OSAKA– Fukushima nuclear plant operator TEPCO on Friday said it may take a month to achieve cold shutdown, as Japan mulled hiking the crisis to a notch under Chernobyl on an atomic accident scale.

The Nuclear and Industrial Safety Agency (NISA) currently rates Fukushima at 5 out of 7, making it the worst ever in Japan, putting it on the same level as the 1979 accident at Three Mile Island in Pennsylvania.

Tokyo Electric Power Co (TEPCO) admitted Friday it may take at least another month to achieve a cold shutdown of all reactors — when temperatures inside fall below boiling point and its cooling systems are back at atmospheric pressure.

“We are still in the process of assessing the damage at the plant, so we can’t put a deadline on when the cooling operations will work again. It may take more than a month, who knows,” a TEPCO spokesman told AFP.

Temperatures at one reactor spiked at one point to 400 degrees Celsius (752 degrees Fahrenheit) this week before stabilising. Temperatures inside reactors one to four remain around boiling point, a nuclear safety agency official said.
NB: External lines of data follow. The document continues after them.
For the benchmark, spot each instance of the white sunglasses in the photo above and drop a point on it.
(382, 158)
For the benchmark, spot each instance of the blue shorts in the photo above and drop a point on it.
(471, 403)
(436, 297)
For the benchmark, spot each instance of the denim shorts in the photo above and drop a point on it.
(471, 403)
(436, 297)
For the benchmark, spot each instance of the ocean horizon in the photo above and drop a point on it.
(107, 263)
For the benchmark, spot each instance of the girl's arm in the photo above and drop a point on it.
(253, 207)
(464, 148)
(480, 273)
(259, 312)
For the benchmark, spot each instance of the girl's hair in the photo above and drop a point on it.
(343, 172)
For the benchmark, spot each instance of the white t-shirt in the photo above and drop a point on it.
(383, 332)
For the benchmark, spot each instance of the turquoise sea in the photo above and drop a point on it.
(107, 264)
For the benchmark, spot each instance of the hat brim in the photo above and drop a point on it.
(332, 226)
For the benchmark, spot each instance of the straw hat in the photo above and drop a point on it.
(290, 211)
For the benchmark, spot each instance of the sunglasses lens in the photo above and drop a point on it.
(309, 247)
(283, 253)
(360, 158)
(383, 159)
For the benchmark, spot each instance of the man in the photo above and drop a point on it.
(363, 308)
Progress has been slow in efforts to restore the plant’s cooling systems that were knocked out after Japan’s biggest recorded earthquake and a subsequent tsunami that devastated swathes of the northeast.

Fire fighters have been dousing stricken reactors with seawater in an effort to cool damaged reactors and fuel rods, with radioactive particles emitted into the air, contaminating tap water, the sea and food products.

Japan’s nuclear power regulator indicated Friday it may raise its assessment of the crisis at the quake-hit Fukushima Daiichi nuclear plant to level six, or “serious accident,” after gathering data on radiation levels in surrounding regions.

An NISA official said: “We can’t rule out the possibility of raising the disaster level to six. Depending on how the situation unfolds, it’s still possible for the level to be raised.”

Among the six reactors at the power plant, reactors one, two and three were operating at the time of the magnitude 9.0 quake and halted automatically.
But the cores are believed to have partially melted after the cooling systems failed, sparking a series of explosions and fires.

Authorities have since struggled to keep fuel rods inside reactors and fuel storage containment pools under water. If they are exposed to air, they could degrade further and emit large amounts of dangerous radioactive material.

France’s Nuclear Safety Authority already rates the Fukushima crisis at six on the scale. The 1986 Chernobyl disaster is put at seven, the highest.
Such ratings are issued based on the International Nuclear and Radiological Event Scale, or INES.